Esta foi uma caminhada que culmina todas as outras que marcaram esta viagem e a nossa estadia na Patagónia. Desde logo porque, para este vosso narrador, era a mais ansiada, aquela que mais expectativas lhe criava, já que no seu final poderia ter uma visão direta e próxima do famoso Fitz Roy, que desde o alto dos seus três mil e quatrocentos metros rasga ameaçadora e destemidamente o céu. Mas também porque a aguardada caminhada seria a última das muitas empreendidas no sul da Patagónia, da qual nos viríamos a despedir no dia seguinte.

Como está bom de ver, uma viagem ao sul do Chile e da Argentina não é pera doce. Os dias por cá passados não se tratam propriamente de uma jornada de descanso para o corpo, bem pelo contrário.
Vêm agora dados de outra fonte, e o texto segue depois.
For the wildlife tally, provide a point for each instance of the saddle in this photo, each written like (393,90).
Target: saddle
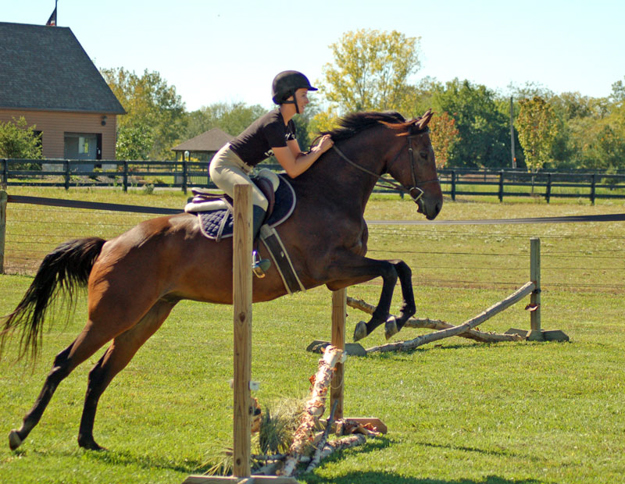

Descanso para a mente sim, disso não restam dúvidas, já que a imersão na natureza, com boa companhia, sem horas nem preocupações para fazer o que quer que seja assim o dita. Mas as caminhadas foram muitas e longas, algumas das quais nos deixaram mesmo perto do limite. Imagine-se até que frases como ‘isto para mim, neste preciso momento, deixou de ser prazeroso’ foram ouvidas sendo ditas em voz alta, o que tudo visto e ponderado não deixa de fazer algum sentido.

Quando se pensa na Patagónia, salta-nos logo à mente Fitz Roy, a montanha que deu cara à famosa marca Patagonia. Uma imagem há muito gravada e enraizada na memória dos viajantes lusitanos, e que fazia parte dos planos deste narrador conhecer pessoalmente, com os meus próprios olhos, pernas e pés, desde que tem memória. A caminhada que nos leva ao miradouro de base da tão aclamada montanha foi, então, como que o fechar do capítulo de um sonho antigo que era conhecer a Patagónia, em toda a sua calma e extensão.

Por essa razão partimos novamente animados e destemidos às cinco horas da madrugada nesta jornada rumo ao miradouro pretendido, a qual nos levou por lagoas, encostas, bosques, subidas íngremes até mais não e, por fim, à base do Monte Fitz Roy. Aí, uma lagoa parcialmente congelada, rodeada por neve, aguardava-nos e os pedregulhos perdidos nas suas imediações funcionaram como bancos para que o espetáculo natural com que nos deparámos pudesse ser devidamente apreciado, em profundo e merecido descanso. E a verdade é que valeu a pena, como não poderia deixar de ser. Não só o destino, mas também todo o percurso até lá, presentearam-nos com aquela que, se pudéssemos ter escolhido, seria a forma indicada de terminar uma viagem pela Patagónia.

A caminhada terminou por volta das três da tarde, onde, para fugir novamente aos postos de controlo fomos forçados a cortar caminho montanha abaixo, num percurso não marcado, que mais tarde nos obrigou a trepar a um tronco caído de forma a saltarmos por cima da cerca que limitava o acesso livre e desimpedido ao trilho marcado. Chegados à cabana, mais um brinde de cerveja entre todos os bravos caminheiros que, depois de vinte e oito quilómetros encosta acima e abaixo, cansados, mais não demonstravam que sorrisos tão rasgados quanto os picos que, hoje mais de perto, haviam tido a oportunidade de ver cobertos de neve rasgar as nuvens sem fim.

Estava terminada a nossa estadia por cá.

Um brinde à Patagónia, voltaremos a ver-nos um dia.